Monday, June 2, 2014

The Motion Picture Academy Enters Into Unique Lease Agreement With LACMA

In a story out today that involves the worlds of film, great architecture and art, the Los Angeles County Museum of Art will lease its historic May Company building on Wilshire to the Academy of Motion Picture Arts and Sciences for more than $36 million in a 55-year deal. Also included is the adjacent land where the academy plans to build a movie museum scheduled to open in 2017.


The deal is unusual in a number of ways. The proposal has been on the table for awhile and the lease on the building, known as LACMA West, actually went into effect Oct. 18, 2012 and the first $5 million installment was paid last year. Once the full $36 million (due by October 1st) is paid, the Academy will actually have the lease for 108 years since they have the option to renew for an additional 55 years at no further cost. The May Co. store will be the main museum building and will house exhibition galleries and several spaces for screenings and lectures, while the Academy plans to build the David Geffen Theater, a 1,000-seat cinema with a large see-through dome, on the adjoining land.

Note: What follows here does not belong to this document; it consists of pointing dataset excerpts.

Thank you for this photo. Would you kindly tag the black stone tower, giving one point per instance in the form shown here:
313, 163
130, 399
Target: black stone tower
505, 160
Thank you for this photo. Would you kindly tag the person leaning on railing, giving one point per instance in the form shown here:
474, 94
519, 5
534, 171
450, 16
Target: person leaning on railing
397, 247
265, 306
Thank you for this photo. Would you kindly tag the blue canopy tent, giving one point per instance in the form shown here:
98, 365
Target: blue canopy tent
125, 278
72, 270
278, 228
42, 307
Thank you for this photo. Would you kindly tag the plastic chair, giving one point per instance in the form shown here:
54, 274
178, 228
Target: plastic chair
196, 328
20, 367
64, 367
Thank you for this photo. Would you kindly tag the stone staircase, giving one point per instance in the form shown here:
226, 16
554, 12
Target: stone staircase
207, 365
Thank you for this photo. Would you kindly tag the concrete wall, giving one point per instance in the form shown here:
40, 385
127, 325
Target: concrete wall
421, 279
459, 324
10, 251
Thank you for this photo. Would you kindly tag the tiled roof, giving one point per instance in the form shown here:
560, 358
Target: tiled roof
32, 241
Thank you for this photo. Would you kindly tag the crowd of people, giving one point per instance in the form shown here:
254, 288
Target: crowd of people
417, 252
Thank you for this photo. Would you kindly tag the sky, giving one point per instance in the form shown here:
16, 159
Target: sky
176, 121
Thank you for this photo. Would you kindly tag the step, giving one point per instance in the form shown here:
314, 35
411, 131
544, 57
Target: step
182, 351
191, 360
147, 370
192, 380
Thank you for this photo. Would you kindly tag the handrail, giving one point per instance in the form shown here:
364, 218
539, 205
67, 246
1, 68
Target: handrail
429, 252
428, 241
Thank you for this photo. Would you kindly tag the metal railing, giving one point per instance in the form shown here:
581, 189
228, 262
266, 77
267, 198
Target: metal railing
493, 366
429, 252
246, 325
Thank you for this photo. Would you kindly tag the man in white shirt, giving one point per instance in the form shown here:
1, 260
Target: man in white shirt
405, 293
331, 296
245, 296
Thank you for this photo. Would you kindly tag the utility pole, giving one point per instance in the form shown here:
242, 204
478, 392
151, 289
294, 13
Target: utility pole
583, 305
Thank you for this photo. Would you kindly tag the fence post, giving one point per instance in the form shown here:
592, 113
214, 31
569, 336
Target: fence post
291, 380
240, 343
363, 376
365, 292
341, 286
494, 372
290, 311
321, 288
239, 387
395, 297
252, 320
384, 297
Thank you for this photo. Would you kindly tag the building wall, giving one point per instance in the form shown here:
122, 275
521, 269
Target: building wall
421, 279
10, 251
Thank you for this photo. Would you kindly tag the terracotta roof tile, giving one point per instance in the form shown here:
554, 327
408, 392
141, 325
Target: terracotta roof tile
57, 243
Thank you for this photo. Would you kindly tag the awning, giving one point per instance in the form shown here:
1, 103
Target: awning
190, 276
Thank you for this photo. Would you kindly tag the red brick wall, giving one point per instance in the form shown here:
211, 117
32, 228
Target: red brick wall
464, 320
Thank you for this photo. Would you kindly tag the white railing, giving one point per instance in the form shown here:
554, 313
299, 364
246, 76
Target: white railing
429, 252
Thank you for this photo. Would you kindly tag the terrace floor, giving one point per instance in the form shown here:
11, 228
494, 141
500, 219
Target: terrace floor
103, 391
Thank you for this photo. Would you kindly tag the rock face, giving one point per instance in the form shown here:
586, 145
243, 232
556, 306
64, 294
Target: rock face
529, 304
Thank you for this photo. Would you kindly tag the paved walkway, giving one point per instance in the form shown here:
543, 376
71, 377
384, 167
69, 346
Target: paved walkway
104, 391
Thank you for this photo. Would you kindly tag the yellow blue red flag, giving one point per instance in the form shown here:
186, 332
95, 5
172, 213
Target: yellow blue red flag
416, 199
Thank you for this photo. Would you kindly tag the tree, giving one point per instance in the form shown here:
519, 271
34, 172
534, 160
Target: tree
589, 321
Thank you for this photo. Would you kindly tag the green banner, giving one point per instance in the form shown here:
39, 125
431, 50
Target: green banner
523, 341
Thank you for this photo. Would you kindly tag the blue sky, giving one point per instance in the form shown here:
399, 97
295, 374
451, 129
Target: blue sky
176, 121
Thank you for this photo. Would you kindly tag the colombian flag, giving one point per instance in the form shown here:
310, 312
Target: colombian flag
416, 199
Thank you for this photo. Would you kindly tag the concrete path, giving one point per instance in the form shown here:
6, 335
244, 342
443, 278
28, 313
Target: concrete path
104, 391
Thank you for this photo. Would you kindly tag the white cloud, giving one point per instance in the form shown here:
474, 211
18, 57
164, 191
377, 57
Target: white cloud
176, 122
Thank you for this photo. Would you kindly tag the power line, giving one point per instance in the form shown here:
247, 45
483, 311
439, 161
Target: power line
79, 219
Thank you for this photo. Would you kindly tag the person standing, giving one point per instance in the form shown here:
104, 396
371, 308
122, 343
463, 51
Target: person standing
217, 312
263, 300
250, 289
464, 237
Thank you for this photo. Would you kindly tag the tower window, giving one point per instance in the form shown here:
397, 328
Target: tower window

Immediately recognized by the gleaming golden cylinder on the corner of Wilshire and Fairfax, the May Co. building, built in 1939, is one of the most distinctive landmarks on the Miracle Mile and is the city's grandest remaining example of Streamline Moderne architecture. The multiple May Company California branches in the region thrived during Los Angeles's mid-century golden era, and May Co. was considered one of the finest department stores in Southern California. By the early 1990's, however, most of the remaining stores were closed, either due to poor performance or their value for new development, and, after the merger of May Company California with J.W. Robinson to form Robinsons-May in 1993,  LACMA acquired the Wilshire building in 1994.